Boetsch - Eu me precipitei em direção à porta e, como numa libertação, vi as árvores e as folhas verdes. Tive um flash: "Não vou morrer, estou salvo." Pulei e saí correndo sem sentir as dores no corpo. Só mais tarde um amigo me levou ao hospital.
ISTOÉ - Como a maioria das pessoas escapou?
Boetsch - Quando a asa direita se desprendeu, o combustível começou a vazar e o avião pegou fogo. Do lado esquerdo, aconteceu apenas um princípio de incêndio. Deu tempo de sair pelas duas portas dianteira e traseira no lado esquerdo da aeronave. Os tobogãs foram colocados entre as árvores e as pessoas se atiraram, umas sobre as outras. Foi nesse momento que os passageiros se feriram. Eu tive uma fratura na coluna vertebral.
ISTOÉ - Depois do acidente o sr. ficou com receio de voar?
Boetsch - Fico sempre apreensivo quando embarco num Airbus. Mesmo sabendo que esses aviões são seguros, não são os pilotos que os comandam. São os computadores. E eles podem ter um bug inesperado e incompreensível para o sistema.
ISTOÉ - O que o sr. pensa da tendência da Airbus em atribuir o erro aos pilotos?
Boetsch - Em 1988, um Airbus A320 tinha mais de 500 comandos. Na visão da empresa, se os erros no projeto do avião fossem assumidos depois do acidente, o mercado iria desmoronar. Então, em menos de 24 horas a Justiça e o ministro dos Transportes afirmaram que o avião era perfeito. Bernard Ziegler, um dos projetistas da aeronave, disse: "É o avião ou o piloto. Se o erro não é do avião, só pode ser do piloto."
DEPOIMENTO E CRÍTICA - No seu livro, Boetsch questiona a condução do caso pela Justiça
ISTOÉ - Isso tem sido uma constante?
Boetsch - Desde esse primeiro acidente, as pessoas puderam constatar que, em quase todas as quedas de Airbus, é sempre o erro humano que explica o acidente: Habsheim, Bangalore, Estrasburgo, Varsóvia, Nagoya, Toulouse, Paris, Bucareste, Taipé, Tailândia, Filipinas, Sotchi, São Paulo...
ISTOÉ - Quais são os problemas imediatos que os sobreviventes e as famílias das vítimas enfrentam?
Boetsch - Mesmo se as autoridades se mostram cuidadosas com as famílias piloe a imprensa acompanha tudo, como tem sido no caso do voo AF447, o esquecimento chega rápido. Os aborrecimentos, as preocupações, os processos, as dificuldades financeiras tornam-se habituais e são enfrentados de forma solitária. É esse infelizmente o destino de todos os sobreviventes e de todas as famílias de vítimas.

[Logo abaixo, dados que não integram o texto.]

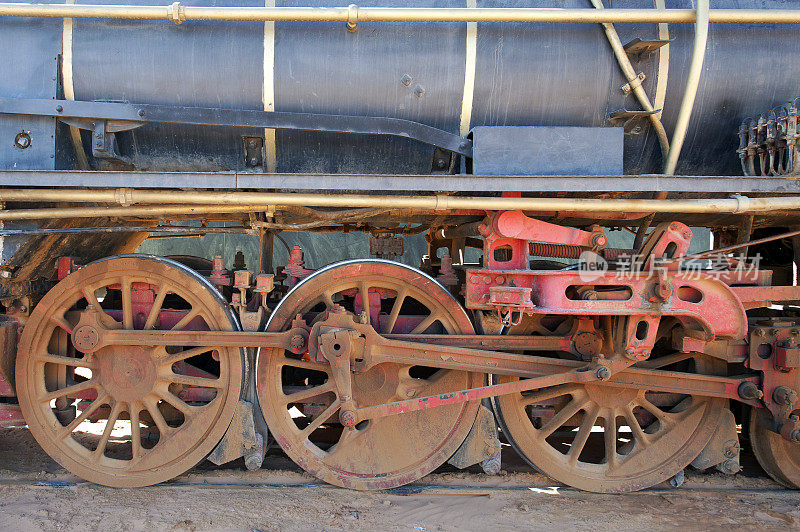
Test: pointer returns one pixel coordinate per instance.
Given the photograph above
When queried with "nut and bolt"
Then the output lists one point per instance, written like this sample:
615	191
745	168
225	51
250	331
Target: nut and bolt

ISTOÉ - O sr. passou por tratamentos psicológicos depois do acidente?
Boetsch - Não, não e não. Naquela época não existia o chamado apoio psicológico. Cada um deveria se esforçar ele mesmo para se livrar do trauma. Nos encontros com a seguradora da Air France para tratar da indenização eu perguntei se seríamos recompensados pelos danos psicológicos. Eles responderam: não espere isso porque no futuro, diante de outro acidente, todas as vítimas vão reclamar indenizações desse tipo. Mas fomos adiante e a seguradora teve que pagar o equivalente a 10 mil francos, em 1990.

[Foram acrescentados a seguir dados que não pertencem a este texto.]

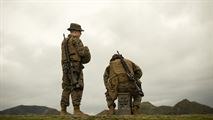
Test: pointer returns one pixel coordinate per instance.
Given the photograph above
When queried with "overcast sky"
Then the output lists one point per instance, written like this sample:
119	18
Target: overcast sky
172	41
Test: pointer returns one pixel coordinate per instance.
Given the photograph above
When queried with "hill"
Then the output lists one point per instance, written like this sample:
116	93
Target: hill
183	107
29	110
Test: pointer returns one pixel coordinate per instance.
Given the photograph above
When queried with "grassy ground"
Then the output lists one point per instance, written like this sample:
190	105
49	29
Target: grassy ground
126	117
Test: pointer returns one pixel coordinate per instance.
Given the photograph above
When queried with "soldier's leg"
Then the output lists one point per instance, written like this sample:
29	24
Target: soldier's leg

ISTOÉ - Como o sr. começou a voar novamente?
Boetsch - A Air France deu passagens gratuitas para que as vítimas se livrassem do medo de voar. Foi a primeira vez que isso aconteceu na aviação comercial. Consegui, então, como a maior parte dos sobreviventes, mas não todos, subir novamente em um avião. Os bilhetes oferecidos me permitiram fazer viagens longas aos EUA, ao Canadá e à Polinésia Francesa.
ISTOÉ - Quando possível, escolhe outro meio de transporte?
Boetsch - Fazendo as contas, o avião ainda é o meio mais prático de viajar. Além disso, me convenci de que as probabilidades de passar por um segundo acidente são mínimas. Ainda assim, escolho minha companhia e os aviões em que voo.